Effective and Flexible Finance
Factoring Finance is an effective and flexible form of finance because it gives businesses access to fast short term cash flow without having to provide real estate or similar assets as security. There are few finance options available to small and medium sized businesses so this type of cash flow or invoice financing provides an important and valuable service.
How Factoring Can Help?
If you’re a small to medium sized business and you need a fast cash flow injection so you can take advantage of business opportunities when they arise, Finance Factoring can be a great resource. If you’re in the type of business that often has to wait long periods for receivables to be converted to cash or you’re a promising start-up facing rapid expansion, Finance Factoring can help.
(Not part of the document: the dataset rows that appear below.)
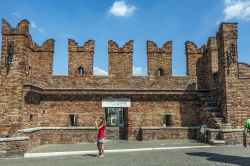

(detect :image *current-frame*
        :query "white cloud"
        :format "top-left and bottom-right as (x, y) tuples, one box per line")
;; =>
(109, 0), (136, 17)
(38, 28), (45, 33)
(30, 21), (45, 33)
(30, 21), (37, 28)
(223, 0), (250, 21)
(11, 12), (22, 19)
(94, 66), (108, 76)
(133, 66), (146, 76)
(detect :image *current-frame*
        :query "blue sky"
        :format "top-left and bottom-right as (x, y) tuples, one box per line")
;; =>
(0, 0), (250, 75)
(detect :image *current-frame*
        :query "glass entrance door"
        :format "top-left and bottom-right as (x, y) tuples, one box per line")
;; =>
(106, 107), (124, 127)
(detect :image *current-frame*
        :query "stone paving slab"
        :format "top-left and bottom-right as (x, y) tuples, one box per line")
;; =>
(29, 139), (207, 153)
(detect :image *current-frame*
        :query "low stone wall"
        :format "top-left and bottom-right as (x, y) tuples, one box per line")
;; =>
(18, 127), (119, 149)
(0, 127), (119, 157)
(141, 127), (199, 141)
(207, 129), (245, 144)
(0, 137), (29, 157)
(221, 129), (244, 144)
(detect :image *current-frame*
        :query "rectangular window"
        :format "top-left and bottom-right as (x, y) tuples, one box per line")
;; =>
(106, 108), (124, 126)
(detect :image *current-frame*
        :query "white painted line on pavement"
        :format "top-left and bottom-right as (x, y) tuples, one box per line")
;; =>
(24, 145), (216, 158)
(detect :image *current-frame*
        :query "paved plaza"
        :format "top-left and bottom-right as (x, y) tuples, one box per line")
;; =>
(0, 140), (250, 166)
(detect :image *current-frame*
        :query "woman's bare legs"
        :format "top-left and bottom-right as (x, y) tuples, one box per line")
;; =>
(100, 144), (104, 157)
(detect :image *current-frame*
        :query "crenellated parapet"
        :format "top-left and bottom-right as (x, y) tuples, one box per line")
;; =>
(185, 41), (205, 78)
(68, 39), (95, 78)
(147, 41), (172, 79)
(68, 39), (95, 52)
(108, 40), (134, 53)
(147, 40), (173, 54)
(108, 40), (133, 79)
(30, 39), (55, 52)
(2, 19), (29, 36)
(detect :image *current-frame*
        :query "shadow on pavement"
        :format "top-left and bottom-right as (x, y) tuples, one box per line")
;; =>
(82, 154), (98, 157)
(186, 152), (250, 166)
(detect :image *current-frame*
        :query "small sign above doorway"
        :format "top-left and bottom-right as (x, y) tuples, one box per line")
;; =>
(102, 98), (131, 108)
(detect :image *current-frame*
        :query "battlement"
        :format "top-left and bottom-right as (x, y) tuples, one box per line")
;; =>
(1, 19), (248, 88)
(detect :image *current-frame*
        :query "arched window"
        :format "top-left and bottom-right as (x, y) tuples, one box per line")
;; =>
(78, 66), (83, 76)
(156, 68), (164, 77)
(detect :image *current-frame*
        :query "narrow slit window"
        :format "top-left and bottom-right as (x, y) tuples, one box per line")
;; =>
(163, 114), (173, 127)
(78, 66), (83, 76)
(156, 68), (164, 77)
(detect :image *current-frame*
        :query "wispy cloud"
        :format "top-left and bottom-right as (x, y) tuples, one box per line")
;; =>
(94, 66), (108, 76)
(11, 12), (45, 33)
(223, 0), (250, 21)
(30, 21), (45, 33)
(11, 12), (22, 19)
(30, 21), (37, 28)
(133, 66), (146, 76)
(58, 33), (75, 39)
(109, 0), (137, 17)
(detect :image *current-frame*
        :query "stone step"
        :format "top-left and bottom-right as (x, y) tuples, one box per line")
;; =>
(209, 139), (226, 145)
(211, 112), (222, 118)
(199, 93), (211, 97)
(200, 96), (214, 102)
(207, 107), (219, 112)
(220, 123), (232, 129)
(205, 101), (218, 107)
(214, 118), (224, 125)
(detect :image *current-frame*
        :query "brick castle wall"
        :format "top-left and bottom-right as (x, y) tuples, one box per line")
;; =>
(0, 20), (250, 139)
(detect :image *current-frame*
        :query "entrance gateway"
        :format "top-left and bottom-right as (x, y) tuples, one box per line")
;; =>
(102, 98), (131, 139)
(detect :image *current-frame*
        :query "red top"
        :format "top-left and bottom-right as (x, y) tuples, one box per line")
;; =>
(98, 123), (106, 138)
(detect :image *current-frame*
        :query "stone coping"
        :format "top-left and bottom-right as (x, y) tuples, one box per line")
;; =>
(23, 84), (210, 92)
(221, 128), (244, 133)
(0, 137), (29, 143)
(207, 128), (244, 133)
(141, 127), (199, 130)
(18, 126), (97, 133)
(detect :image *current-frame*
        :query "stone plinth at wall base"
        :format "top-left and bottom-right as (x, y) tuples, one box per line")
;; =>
(18, 127), (119, 153)
(207, 129), (244, 144)
(0, 137), (29, 157)
(206, 128), (221, 142)
(141, 127), (199, 141)
(221, 129), (244, 144)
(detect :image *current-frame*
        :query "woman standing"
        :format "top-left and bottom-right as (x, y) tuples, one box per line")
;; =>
(95, 116), (106, 157)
It is an affordable form of finance with many advantages that offset the fees. Unlike with a bank, you won’t have to put up security such as real estate and other similar assets. You’ll have access to a fast flexible source of funding that won’t tie you down for long periods. You’ll be free to get on with running your business and once the invoices have been paid all business debt is automatically repaid.
How We Work
At AddCash when we provide your business with Finance Factoring our main concern is that your Customers are creditworthy and are able to pay your invoices on time. Once all the criteria for the finance have been met, we will purchase your nominated invoices at full value. Once approved we then make an overnight cash payment for 70% of that amount to your business bank account. Upon receipt of payment from your Customers you receive the remaining balance less our charges.